Doğaya karşı güçsüz olan insanların en önemli sorunu yemek, barınma ve korunmaydı. İnsanlar doğa ile nasıl mücadele edeceklerini uzun yıllarda öğrendi. Kabile içinde toplayıcılık ve avcılığa dayalı kadın-erkek işbölümü toplumsal yaşamın ortak sürdürülmesini zorunlu kılıyordu. Ancak zamanla iş yapma biçimlerindeki değişimler ve işbölümünde uzmanlaşma toplumsal farklılaşmaları da  beraberinde getirdi. Güçlenen kabileler diğer kabileleri köleleştirmeye başladı. Ortak paylaşım yerini özel mülkiyet ve köleliğe bırakıyordu. Büyüyen topluluklar ve mülkiyet hakları yeni organizasyonu gerektiriyordu. Devlet ortaya çıkmıştı. MÖ 380 ve 350’de Platon ve Aristoteles ekonomiyi ahlaki bir konu olarak ele almış; ekonomik sistemlerin nasıl çalıştığını ele almak yerine nasıl çalışması gerektiği üzerine fikir (normatif) yürütmüşlerdi. Platon devlet adlı eserinde kamu yararı için yönetenlerin müşterek mülkiyet hakkını elinde bulundurması gerektiğini savundu.
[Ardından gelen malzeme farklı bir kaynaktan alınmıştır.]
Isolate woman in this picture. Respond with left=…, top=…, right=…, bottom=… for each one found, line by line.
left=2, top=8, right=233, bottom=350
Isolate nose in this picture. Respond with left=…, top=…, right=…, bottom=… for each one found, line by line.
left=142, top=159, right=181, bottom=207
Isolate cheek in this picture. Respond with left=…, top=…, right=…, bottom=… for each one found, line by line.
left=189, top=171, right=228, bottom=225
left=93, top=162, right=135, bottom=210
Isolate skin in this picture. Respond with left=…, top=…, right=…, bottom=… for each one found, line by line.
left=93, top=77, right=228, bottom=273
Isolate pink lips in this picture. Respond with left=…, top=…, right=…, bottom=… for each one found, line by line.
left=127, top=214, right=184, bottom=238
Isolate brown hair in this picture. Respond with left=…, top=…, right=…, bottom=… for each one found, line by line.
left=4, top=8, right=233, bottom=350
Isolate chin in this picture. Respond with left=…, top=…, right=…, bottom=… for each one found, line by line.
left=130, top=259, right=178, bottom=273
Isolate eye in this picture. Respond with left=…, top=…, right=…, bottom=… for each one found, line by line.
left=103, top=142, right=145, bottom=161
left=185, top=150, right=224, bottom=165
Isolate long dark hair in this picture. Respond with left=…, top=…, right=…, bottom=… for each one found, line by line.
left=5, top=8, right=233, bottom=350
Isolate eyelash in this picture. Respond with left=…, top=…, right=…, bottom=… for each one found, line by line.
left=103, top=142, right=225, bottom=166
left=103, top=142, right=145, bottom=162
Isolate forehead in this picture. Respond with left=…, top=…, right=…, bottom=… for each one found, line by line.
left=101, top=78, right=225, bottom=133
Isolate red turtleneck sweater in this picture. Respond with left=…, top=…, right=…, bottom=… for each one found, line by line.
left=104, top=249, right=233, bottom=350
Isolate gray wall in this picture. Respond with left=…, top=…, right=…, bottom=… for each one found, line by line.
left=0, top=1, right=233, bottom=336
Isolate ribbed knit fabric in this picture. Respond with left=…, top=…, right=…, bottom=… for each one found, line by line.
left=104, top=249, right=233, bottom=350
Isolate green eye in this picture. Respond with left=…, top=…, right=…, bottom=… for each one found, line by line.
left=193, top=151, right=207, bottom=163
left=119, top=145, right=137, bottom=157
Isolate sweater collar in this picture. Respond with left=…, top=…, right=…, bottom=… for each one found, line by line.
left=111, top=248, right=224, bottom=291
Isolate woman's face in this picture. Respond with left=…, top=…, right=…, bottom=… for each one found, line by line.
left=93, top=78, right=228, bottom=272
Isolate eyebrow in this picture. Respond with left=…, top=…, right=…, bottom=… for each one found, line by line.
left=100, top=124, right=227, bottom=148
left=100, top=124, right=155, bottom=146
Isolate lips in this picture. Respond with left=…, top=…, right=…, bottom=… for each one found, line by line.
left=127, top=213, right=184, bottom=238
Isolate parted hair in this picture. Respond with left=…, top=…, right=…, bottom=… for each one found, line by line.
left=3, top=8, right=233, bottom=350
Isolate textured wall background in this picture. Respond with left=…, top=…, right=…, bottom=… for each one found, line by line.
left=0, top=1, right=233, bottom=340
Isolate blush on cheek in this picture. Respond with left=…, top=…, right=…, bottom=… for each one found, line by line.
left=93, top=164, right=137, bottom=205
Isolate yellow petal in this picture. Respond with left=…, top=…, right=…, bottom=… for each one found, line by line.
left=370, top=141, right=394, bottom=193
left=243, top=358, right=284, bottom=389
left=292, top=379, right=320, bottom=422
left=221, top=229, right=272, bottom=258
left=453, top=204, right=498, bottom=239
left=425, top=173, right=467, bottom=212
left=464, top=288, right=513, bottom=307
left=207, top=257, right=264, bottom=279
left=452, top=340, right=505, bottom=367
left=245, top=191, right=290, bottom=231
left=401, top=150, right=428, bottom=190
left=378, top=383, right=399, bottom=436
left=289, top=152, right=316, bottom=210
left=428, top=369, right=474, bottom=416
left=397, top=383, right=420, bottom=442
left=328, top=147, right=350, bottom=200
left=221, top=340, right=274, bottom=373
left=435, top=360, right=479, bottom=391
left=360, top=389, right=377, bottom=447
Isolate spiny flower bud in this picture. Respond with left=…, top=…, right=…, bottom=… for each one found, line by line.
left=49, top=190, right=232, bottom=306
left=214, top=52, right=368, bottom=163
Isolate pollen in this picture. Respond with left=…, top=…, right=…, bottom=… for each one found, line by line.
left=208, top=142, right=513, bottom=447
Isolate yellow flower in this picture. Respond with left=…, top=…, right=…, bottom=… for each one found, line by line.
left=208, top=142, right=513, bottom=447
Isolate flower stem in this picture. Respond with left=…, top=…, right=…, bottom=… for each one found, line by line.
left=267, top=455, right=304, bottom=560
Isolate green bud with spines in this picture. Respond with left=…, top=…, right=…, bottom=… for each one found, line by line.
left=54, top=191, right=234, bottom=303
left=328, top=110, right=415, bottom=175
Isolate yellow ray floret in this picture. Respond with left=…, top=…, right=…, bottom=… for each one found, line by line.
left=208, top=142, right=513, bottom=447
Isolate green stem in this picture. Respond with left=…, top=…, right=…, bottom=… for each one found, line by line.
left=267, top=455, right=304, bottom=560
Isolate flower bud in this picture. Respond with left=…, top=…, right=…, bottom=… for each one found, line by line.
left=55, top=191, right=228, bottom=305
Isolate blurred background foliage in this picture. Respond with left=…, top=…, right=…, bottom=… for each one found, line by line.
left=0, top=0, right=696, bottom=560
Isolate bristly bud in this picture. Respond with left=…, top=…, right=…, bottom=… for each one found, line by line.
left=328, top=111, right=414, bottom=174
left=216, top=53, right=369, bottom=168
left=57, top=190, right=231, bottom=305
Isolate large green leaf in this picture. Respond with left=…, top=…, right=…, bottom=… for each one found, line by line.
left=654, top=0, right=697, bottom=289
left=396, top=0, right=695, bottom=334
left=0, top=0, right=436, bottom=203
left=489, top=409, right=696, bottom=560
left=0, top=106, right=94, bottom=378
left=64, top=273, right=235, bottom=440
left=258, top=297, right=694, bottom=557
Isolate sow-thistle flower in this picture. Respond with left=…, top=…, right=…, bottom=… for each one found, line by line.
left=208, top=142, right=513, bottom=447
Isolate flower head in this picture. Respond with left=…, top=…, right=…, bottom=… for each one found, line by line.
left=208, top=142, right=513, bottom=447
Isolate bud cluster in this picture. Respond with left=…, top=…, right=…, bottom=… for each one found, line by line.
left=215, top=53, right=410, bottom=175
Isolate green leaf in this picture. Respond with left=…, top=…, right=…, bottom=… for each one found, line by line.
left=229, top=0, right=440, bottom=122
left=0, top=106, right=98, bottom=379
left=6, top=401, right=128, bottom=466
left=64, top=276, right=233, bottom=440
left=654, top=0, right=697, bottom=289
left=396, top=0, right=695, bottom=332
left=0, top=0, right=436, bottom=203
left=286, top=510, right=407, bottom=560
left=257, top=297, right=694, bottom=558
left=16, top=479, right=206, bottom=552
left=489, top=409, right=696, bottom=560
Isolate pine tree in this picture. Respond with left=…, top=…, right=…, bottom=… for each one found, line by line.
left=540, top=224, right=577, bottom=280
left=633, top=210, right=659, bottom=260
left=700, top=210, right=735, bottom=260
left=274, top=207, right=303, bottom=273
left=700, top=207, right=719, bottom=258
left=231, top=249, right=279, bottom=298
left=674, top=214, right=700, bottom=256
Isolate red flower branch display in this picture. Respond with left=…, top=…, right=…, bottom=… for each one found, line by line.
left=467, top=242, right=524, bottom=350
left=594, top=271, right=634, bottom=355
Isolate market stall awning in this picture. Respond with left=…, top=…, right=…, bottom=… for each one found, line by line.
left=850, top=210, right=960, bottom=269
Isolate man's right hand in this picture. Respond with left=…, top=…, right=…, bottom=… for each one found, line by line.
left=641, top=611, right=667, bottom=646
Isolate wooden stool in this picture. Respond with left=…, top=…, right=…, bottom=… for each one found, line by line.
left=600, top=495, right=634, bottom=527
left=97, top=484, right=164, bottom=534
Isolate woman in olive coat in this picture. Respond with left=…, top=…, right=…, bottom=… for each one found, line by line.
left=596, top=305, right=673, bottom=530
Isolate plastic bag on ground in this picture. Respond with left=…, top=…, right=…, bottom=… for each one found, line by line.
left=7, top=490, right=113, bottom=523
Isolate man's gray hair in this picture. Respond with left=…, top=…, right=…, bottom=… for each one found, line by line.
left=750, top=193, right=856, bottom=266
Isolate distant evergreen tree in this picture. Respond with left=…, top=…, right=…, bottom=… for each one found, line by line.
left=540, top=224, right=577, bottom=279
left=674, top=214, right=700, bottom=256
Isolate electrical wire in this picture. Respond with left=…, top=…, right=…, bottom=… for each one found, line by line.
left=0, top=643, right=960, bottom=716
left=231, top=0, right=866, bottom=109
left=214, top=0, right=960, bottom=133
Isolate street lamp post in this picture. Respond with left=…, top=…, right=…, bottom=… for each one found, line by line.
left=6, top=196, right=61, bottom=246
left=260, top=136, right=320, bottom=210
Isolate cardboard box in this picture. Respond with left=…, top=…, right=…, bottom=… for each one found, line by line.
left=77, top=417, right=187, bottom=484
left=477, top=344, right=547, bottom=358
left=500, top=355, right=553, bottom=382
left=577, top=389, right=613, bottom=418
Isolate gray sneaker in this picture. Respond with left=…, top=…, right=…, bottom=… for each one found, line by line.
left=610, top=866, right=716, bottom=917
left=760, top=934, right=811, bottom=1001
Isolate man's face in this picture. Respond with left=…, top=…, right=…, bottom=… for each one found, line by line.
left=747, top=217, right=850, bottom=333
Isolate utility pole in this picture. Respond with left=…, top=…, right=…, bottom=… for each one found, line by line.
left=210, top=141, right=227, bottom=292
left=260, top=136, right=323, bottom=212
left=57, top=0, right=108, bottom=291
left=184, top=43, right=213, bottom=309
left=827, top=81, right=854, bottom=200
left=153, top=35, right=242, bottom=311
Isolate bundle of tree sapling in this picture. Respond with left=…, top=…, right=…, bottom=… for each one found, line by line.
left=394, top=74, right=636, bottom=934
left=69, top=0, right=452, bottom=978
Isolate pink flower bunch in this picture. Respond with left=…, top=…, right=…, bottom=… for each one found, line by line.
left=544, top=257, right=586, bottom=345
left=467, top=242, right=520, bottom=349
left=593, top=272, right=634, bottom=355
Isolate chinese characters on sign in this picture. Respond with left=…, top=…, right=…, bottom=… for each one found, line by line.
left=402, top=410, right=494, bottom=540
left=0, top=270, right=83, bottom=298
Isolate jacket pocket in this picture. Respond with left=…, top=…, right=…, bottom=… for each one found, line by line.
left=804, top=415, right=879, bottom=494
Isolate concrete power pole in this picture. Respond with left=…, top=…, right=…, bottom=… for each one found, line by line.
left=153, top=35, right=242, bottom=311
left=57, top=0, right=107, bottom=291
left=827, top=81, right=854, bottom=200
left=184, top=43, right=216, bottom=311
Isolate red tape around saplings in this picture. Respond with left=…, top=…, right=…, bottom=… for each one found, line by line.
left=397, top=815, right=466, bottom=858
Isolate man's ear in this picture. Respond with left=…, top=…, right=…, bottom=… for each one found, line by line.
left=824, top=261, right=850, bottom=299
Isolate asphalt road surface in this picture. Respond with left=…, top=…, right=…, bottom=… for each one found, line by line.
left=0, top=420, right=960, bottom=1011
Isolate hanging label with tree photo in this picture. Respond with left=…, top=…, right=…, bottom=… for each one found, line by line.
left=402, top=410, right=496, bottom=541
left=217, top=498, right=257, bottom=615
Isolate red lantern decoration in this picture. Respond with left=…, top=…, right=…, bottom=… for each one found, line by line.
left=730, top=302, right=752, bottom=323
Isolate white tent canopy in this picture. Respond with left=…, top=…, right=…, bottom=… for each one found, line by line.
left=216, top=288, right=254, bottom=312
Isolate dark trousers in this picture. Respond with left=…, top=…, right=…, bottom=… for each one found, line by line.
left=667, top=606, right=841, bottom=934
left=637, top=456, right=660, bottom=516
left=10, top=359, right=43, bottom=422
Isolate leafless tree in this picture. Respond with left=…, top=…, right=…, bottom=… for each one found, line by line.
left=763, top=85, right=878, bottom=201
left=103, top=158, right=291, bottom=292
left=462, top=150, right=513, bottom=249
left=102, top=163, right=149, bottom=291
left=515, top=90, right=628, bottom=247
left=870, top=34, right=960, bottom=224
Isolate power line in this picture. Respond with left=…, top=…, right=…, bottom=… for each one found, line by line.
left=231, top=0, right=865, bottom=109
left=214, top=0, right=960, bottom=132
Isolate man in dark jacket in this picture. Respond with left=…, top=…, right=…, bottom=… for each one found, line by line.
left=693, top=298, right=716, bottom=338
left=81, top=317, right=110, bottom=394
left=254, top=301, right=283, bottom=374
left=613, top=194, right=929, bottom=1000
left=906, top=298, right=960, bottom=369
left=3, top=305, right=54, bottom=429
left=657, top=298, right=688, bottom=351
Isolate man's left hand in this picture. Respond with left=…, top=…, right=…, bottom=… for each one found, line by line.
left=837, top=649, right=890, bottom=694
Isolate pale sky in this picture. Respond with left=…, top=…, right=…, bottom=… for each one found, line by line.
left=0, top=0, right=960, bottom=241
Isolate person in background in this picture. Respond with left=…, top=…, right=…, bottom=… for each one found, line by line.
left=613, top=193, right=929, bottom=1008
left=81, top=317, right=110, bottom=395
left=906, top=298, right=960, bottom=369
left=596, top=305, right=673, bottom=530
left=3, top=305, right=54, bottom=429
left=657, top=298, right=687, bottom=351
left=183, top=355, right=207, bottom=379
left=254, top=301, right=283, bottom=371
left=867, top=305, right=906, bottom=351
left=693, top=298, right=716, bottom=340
“Antik Dönem” olarak adlandırılan dönemde işgücü kölelerden oluşurken; ortaçağda işgücü ve askerlik hizmeti köylüler tarafından verilmeye başladı. Köleci toplum evrilmiş, feodal toplum başlamıştı. Doğal olarak antik çağlarda işbölümü ve iş yapma yetenekleri geliştikçe insanlara mal ve hizmet sağlayan sistemler ortaya çıktı. Esnaf ve zanaatkarların takas edilebilecek farklı ürünler yaratmaları sonucu ticaret başladı. Önceleri takas vardı sonraları mal-metal paralarla değişim yapıldı. Ancak bunlar küçük çaplı işlemlerdi. Asıl önemli olan toprağa ve köleye sahip olmaktı. Zenginlik bununla ölçülüyor, güç de bununla sağlanıyordu. Büyük ekonomik ve toplumsal dönüşümler “sınıflar” arasındaki mücadeleyi de beraberinde getiriyordu. Köle ve köylü ayaklanmaları değişimi zorunlu hale getirirken; işbölümü ve uzmanlaşma yeni sitemlerin ortaya çıkmasını zorluyordu.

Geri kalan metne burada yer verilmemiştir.